Quest'ultima, tuttavia, cui il G. aveva affidato il controllo sugli esecutori del suo complesso testamento, preferì poi essere sepolta nella chiesa di S. Maria di Coronata, da lei ampiamente beneficata. Quanto al testamento e alla sfortunata discendenza del G., l'eredità (o almeno i 3000 luoghi del Banco di S. Giorgio) fu spartita tra il nipote Michelangelo, figlio del fratello del G., Paolo, e i figli e discendenti, legittimi e naturali, del defunto figlio Francesco. Michelangelo sposò una Doria, Pellegrina di Giorgio, ed ebbe come figli un Benedetto, primo ammesso alla rendita testamentaria, e un legittimato Giovan Paolo, dalla burrascosa discendenza, con fratricidi e assassinî. Il figlio del G., Francesco, aveva lasciato quattro figli: Benedetto (poi sposo a Caterina Valdettaro, senza prole), Clemenza, Annibale e Giovan Andrea; gli ultimi due furono legittimati e con prole a loro volta legittimata e ascritta alla nobiltà, nonostante unioni con donne non nobili.
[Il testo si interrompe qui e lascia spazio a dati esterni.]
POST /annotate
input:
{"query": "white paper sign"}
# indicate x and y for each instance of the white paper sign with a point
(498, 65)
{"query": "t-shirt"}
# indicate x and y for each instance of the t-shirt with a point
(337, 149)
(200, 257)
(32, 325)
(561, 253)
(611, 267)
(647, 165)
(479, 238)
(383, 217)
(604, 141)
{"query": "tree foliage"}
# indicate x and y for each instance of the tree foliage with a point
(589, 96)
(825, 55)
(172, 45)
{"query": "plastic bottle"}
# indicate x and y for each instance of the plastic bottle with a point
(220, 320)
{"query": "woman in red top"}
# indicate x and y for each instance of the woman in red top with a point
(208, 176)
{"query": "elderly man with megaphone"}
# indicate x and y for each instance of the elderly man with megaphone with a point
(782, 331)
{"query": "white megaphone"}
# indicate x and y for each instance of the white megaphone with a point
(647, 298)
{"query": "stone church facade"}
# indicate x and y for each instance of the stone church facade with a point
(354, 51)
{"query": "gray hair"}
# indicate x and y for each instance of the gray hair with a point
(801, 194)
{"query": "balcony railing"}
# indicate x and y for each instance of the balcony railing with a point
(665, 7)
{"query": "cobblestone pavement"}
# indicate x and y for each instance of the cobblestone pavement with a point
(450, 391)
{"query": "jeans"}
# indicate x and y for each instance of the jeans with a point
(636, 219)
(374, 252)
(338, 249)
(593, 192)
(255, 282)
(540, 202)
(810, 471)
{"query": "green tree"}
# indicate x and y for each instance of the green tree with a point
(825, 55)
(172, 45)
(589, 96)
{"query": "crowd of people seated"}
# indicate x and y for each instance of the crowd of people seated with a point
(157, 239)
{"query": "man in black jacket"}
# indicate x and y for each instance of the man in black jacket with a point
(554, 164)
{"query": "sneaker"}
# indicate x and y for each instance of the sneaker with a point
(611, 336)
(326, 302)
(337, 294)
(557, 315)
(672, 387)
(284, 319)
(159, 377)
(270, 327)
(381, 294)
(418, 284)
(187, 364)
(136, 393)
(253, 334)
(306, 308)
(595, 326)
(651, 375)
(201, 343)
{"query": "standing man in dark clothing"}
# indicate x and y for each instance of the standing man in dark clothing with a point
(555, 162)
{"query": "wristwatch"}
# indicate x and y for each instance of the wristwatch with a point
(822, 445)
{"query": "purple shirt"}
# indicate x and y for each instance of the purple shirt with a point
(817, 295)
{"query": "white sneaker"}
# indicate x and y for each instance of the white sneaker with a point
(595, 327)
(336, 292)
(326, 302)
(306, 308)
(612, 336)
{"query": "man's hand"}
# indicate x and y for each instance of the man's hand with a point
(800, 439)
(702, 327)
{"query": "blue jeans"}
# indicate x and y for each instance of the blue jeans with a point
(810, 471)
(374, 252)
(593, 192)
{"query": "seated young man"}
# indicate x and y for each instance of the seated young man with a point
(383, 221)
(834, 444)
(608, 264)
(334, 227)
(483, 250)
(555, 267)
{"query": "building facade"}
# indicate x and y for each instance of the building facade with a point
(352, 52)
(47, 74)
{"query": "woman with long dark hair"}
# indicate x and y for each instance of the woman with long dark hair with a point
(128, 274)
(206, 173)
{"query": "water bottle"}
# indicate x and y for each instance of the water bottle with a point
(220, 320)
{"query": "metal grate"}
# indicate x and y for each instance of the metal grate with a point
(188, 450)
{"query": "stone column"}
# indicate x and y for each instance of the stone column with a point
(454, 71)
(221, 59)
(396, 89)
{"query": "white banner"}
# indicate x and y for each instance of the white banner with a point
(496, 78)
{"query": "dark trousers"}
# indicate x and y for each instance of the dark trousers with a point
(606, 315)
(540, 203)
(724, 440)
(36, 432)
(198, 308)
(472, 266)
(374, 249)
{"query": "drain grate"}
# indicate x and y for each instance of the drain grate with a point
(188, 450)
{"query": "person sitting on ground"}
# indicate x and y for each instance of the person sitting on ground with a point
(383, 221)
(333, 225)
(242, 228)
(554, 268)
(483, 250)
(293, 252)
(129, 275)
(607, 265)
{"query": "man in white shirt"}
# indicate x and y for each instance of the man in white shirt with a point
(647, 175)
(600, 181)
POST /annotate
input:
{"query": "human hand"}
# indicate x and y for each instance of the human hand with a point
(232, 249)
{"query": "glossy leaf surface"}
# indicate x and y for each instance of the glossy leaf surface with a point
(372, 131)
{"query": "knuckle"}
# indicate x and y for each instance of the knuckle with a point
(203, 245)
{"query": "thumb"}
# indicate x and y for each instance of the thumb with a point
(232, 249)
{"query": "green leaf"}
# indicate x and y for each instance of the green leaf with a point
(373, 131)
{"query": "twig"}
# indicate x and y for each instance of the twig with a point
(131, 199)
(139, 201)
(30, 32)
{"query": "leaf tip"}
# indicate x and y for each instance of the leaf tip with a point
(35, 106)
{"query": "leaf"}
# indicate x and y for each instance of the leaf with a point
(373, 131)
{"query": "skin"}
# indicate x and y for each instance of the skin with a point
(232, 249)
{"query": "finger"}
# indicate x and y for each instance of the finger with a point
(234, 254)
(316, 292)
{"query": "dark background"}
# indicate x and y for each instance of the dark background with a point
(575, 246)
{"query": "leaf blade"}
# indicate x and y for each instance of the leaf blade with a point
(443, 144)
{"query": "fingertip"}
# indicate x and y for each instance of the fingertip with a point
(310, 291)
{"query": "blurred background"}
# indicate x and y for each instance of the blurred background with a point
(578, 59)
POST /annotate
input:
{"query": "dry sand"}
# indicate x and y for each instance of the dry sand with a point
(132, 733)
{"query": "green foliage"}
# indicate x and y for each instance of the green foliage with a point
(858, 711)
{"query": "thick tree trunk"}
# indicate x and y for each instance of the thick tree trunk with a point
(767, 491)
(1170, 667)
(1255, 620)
Fonti e Bibl.: Arch. di Stato di Genova, Manoscritti, 491, c. 146; 494, c. 115; G. Bonfadio, Annali di Genova, Brescia 1759, pp. 384 s.; F. Casoni, Annali della Repubblica di Genova, II, Genova 1800, pp. 186, 218, 221; M.G. Canale, Storia della Repubblica di Genova, Genova 1874, p. 237; Documenti hispano-genovesi dell'Archivio di Simancas, in Atti della Soc. ligure di storia patria, VIII (1868), 1, p. 32; F. Donaver, Storia della Repubblica di Genova, II, Genova 1913, p. 204; L.M. Levati, Dogi biennali, I, Genova 1930, pp. 53-57 (con bibl.); G. Guelfi Camajani, Il Liber nobilitatis Genuensis, Genova 1965, p. 227; C. Costantini, La Repubblica di Genova nell'età moderna, Torino 1978, p. 41.